# The linear solver

The linear solver implemented in FEAT2 is designed as a black-box preconditioning approach. It covers single-grid as well as multigrid solvers, and iterative solvers can arbitrarily be combined with other solvers as preconditioners. Boundary conditions that stem from a finite element discretisation can be imposed via so-called "filter techniques", i.e., defect vectors are filtered at specific steps of the algorithms to receive the boundary conditions.

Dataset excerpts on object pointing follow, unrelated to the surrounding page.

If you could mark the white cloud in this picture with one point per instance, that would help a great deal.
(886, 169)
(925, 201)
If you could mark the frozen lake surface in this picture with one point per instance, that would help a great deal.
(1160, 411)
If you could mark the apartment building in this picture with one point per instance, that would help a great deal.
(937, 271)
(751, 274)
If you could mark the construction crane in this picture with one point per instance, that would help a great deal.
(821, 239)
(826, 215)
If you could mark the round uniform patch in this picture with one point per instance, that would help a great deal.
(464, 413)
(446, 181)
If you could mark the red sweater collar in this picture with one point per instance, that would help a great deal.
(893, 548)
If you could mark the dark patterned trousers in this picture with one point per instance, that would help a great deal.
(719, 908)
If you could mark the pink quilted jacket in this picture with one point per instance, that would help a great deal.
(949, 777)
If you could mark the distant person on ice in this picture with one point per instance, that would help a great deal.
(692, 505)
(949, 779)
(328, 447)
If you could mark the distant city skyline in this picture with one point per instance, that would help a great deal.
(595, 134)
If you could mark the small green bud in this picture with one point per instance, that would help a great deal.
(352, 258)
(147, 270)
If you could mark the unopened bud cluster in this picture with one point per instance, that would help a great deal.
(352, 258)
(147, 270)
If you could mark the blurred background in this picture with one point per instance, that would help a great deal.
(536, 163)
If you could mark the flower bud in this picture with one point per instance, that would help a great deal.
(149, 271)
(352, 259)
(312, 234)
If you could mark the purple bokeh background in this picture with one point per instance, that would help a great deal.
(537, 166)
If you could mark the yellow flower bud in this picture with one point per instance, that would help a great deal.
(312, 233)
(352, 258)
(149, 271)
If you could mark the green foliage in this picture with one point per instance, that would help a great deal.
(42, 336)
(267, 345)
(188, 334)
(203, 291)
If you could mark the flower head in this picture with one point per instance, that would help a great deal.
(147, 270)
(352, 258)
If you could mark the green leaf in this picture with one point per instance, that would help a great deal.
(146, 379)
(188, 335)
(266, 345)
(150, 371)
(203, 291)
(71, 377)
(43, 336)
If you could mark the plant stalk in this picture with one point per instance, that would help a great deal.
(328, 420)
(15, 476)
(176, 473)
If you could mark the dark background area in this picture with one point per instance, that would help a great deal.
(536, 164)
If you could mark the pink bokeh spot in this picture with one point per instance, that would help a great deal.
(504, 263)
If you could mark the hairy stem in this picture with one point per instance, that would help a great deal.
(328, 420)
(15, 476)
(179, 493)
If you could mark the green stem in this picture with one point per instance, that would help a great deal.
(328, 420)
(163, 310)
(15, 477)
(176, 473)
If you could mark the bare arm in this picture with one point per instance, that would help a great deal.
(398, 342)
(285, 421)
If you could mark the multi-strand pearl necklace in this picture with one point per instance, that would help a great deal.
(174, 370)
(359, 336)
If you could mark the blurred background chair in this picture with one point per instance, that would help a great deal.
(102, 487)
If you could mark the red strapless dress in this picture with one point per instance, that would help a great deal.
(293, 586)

To give an introduction to the solver library, one first has to realise a very basic fact: *All linear solvers can be expressed as preconditioners.*

## The preconditioner approach

Let an arbitrary linear system be given, expressed as $$Ax=b,$$ for a matrix $A\in\mathbb{R}^{n\times n}$ and vectors $x$, $b\in\mathbb{R^n}$. Furthermore, let $P:\mathbb{R}^{n}\to \mathbb{R}^{n}$ be some mapping in the $\mathbb{R}^{n}$. If there is $P=A$, a solution $x^{*}$ of the linear system can be calculated by one step of a defect correction loop: $$x^{*} := x + P^{-1}(b-Ax),$$ or equivalently in three steps,

$$\begin{align} d :=& b-Ax \\ P y =& d \\ x^{*} :=& x + y \end{align}$$

for a *defect* vector $d\in\mathbb{R}^{n}$ and a *correction* vector $y\in\mathbb{R}^{n}$. At this point there are some things to note:

The system $P y = d$ is a "homogeneous" linear system. Assume, that there is an index set $I\subset\{1,...,n\}$ identifying the degrees of freedom on the boundary, and that $$x_i = b_i = g_i \qquad\text{for all $i\in I$}$$ for a vector $g\in\mathbb{R^n}$ which encapsules the degrees of freedom on the boundary. The rows $I$ in $A$ replaced by unit vectors. (This is the usual implementation of Dirichlet boundary conditions in FEAT2.) Then, there is necessarily $d_i=0$ in the defect vector for all $i\in I$, and the correction vector $y$ has to fulfil $y_i=0$ for all $i\in I$ as well.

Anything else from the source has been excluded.